2.In real systems , it is conceivable that the system is stable but the equipment fails if any component exceeds its specification. For example, in even a simple operational amplifier, if resistors are not chosen for proper heat dissipation , it might fail ,even though the circuit values assure a stable. response from a control point of view.. One other example is power system stability , where we encounter a breakdown if the torque angle exceeds a critical value during disturbances..
3 Another possibility is that the given definition ,could include limit cycles and attractors in chaos situations.
4 A possible application of summing n terms of input and output would be in Power system stability . Consider a sudden increase of load . in a power network.

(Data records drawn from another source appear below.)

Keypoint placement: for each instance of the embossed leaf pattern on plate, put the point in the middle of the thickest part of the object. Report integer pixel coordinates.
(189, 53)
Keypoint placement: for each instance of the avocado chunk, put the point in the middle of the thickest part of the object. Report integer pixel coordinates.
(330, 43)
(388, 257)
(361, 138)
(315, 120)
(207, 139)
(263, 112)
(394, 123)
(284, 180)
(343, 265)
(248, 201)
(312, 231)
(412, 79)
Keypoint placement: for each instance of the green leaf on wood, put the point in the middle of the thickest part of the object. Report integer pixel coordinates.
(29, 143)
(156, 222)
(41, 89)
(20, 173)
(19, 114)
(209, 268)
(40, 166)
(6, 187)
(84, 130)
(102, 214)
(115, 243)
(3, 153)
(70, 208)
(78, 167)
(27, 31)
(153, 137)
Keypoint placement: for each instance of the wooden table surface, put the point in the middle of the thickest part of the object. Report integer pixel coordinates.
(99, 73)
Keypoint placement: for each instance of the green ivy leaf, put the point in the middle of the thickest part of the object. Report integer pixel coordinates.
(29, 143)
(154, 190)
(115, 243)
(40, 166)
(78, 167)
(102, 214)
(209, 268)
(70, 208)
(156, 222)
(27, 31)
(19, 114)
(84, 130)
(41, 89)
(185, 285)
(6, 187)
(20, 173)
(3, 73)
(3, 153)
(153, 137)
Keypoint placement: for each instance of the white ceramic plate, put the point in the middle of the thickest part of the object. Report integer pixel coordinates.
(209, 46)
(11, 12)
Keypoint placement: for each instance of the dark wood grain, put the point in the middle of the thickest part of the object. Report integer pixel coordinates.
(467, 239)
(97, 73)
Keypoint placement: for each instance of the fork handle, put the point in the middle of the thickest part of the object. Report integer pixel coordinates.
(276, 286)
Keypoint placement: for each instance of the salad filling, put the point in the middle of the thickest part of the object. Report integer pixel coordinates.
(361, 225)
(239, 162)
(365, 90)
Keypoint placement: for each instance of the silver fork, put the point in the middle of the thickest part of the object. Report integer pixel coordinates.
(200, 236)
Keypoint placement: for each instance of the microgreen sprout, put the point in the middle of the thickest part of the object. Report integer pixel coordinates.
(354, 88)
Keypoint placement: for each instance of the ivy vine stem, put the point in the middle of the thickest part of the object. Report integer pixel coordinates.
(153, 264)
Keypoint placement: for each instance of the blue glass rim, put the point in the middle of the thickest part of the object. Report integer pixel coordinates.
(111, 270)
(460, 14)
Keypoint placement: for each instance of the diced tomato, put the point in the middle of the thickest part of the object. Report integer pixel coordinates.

If we are able to sum power input and output at each node and impose some thresholds we can come up with a criteria for ensuring stable operation in real time.
For a linear system, stability is usually defined in terms of the "bounded input/ bounded output" (BIBO) criteria.If a system is BIBO stable, then the output will be bounded for every input to the system that is bounded.
Based on our control systems , we know that a transfer function is a ratio of OP/IP . Be it OP or IP they are characterized by a differential equation . The solution to such a differential equation may end up have be infinity, the response needs to be finite and measurable , hence BIBO .
Denominator largely effect stability (1/0 ) , in the freq-domain (or s) it is the pole that give stability points (graphically)
In the time domain we convolve input and system definition or functioning ( simple is impulse ) to get the overall plant performance . This again needs to be within the limit to characterize it as time-invariant.
Graphically , summing would give you the area under the curve .
Electrical systems : we have many many limitations such as bandwidth / overshooting /undershooting limits ...